Remgro's Internal Rate of Return from 28 October 2008 to 30 June 2018, assuming that dividends have been reinvested in Remgro shares, is 16.2% compounded per annum. The Remgro Group remains focused on investing for long-term growth. We are confident that the Company's assets are well positioned, with strong underlying cash flows, in this challenging economic environment.
FINANCIAL PERFORMANCE AND INVESTMENT ACTIVITIES
On 11 May 2018 the competition authorities approved the restructuring of Distell Group Limited's ownership structure. Remgro retained its economic interest of 31.8% in Distell Group Holdings Limited (Distell), but, in addition, received unlisted B shares, which in aggregate gives Remgro voting rights of 56.0% in Distell. Since Remgro holds the majority of voting rights, the investment in Distell is being consolidated at 31.8% with effect from 11 May 2018.
The competition authorities approved Unilever South Africa Holdings Proprietary Limited's (Unilever) acquisition of Remgro's 25.75% shareholding in Unilever in exchange for Unilever's Spreads business in Southern Africa, as well as a cash consideration of R4 900 million, representing a total transaction value of R11 900 million. This transaction valued the Unilever Spreads business at R7 000 million. The effective date of the transaction was 2 July 2018.
For the year to 30 June 2018, headline earnings increased by 4.3% from R8 221 million to R8 573 million, while headline earnings per share (HEPS) increased by 1.8% from 1 485.5 cents to 1 512.6 cents. The difference in the increase between headline earnings and HEPS is attributed to the impact of the rights issue during the comparative year.

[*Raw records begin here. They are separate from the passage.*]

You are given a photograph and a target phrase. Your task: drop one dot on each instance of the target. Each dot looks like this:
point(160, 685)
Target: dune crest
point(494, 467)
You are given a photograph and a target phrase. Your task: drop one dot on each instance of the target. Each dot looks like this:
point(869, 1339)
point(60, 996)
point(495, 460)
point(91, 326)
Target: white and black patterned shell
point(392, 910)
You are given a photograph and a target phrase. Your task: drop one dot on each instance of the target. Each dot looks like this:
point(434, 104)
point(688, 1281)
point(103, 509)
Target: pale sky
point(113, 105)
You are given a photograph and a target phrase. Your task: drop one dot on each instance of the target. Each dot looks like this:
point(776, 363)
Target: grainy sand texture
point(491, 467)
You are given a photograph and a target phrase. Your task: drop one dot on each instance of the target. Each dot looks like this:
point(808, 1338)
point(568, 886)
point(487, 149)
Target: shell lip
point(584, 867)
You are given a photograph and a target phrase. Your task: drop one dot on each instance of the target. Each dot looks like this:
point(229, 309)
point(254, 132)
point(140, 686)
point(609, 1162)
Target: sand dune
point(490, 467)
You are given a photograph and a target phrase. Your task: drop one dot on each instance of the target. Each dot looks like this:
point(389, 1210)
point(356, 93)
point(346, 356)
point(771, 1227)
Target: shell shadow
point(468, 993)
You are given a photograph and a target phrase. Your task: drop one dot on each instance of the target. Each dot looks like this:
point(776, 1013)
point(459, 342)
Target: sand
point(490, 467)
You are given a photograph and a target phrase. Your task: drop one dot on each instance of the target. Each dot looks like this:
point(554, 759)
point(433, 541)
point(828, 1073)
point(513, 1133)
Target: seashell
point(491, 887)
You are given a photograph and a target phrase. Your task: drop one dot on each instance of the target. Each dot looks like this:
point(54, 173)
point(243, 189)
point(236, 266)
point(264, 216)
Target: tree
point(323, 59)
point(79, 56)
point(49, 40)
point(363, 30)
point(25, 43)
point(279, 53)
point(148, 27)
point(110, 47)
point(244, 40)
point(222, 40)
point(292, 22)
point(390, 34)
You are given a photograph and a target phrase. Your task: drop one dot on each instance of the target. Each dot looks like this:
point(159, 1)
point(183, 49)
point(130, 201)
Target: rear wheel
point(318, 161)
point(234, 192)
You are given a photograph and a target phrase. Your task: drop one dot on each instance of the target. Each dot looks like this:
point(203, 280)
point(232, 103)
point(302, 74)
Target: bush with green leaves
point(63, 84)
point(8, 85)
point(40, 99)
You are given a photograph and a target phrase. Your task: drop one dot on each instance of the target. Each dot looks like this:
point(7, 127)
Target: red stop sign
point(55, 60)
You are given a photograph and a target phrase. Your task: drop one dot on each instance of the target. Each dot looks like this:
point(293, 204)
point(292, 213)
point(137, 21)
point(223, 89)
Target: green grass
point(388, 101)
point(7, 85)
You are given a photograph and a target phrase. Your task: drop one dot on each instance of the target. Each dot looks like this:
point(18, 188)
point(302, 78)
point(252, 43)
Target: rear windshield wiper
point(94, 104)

Included in headline earnings for the year under review is a positive fair value adjustment amounting to R261 million (2017: R687 million), relating to the decrease in value of the bondholders' exchange option of the exchangeable bonds (option remeasurement). Excluding the option remeasurement, headline earnings increased by 10.3% from R7 534 million to R8 312 million, while HEPS increased by 7.7% from 1 361.3 cents to 1 466.5 cents.
Remgro's intrinsic net asset value per share increased by 2.2% from R251.48 at 30 June 2017 to R256.97 at 30 June 2018. The closing share price at 30 June 2018 was R204.29 (30 June 2017: R213.46), representing a discount of 20.5% (30 June 2017: 15.1%) to the intrinsic net asset value. As at 30 June 2018, 21% of Remgro's intrinsic net asset value was represented by unlisted investments (2017: 22%).
ECONOMIC COMMENTARY AND OUTLOOK
After the initial euphoria that greeted the rise of Cyril Ramaphosa to the highest office in the land, the second and third quarters of 2018 brought a stark reality check. The global environment suddenly deteriorated with asset prices in countries with external deficits and idiosyncratic risks, including South Africa, hardest hit. Domestically, a number of factors have pushed back the timing of a sustained upturn in business confidence. These include the shock GDP contractions in the first and second quarters of 2018. This meant that the South African economy suffered the first technical recession since the 2008/9 global financial crisis. Furthermore, a more realistic appraisal of the constraints faced by the Ramaphosa presidency and continued policy uncertainty may also be holding back confidence. Some overly alarmist commentary on the land debate, especially in the US press, may have added to the more negative international sentiment towards South Africa of late.
Indications are that global GDP growth remained firm in the first half of 2018. However, unlike in 2017 when the growth upturn was synchronised, a greater divergence has crept in with the US outperforming as the growth momentum in the Eurozone (EZ) slows. The US outperformance has resulted in a further widening in the gap between US and EZ short- and long-term interest rates. This helps to explain US dollar strength since early in the second quarter of 2018. Although the global economy remains on a firm footing, risks are rising. This largely stems from increased global trade tensions, mainly involving the US and China. Along with a tightening in global liquidity conditions as more countries raise policy interest rates, this should result in weaker global growth in future.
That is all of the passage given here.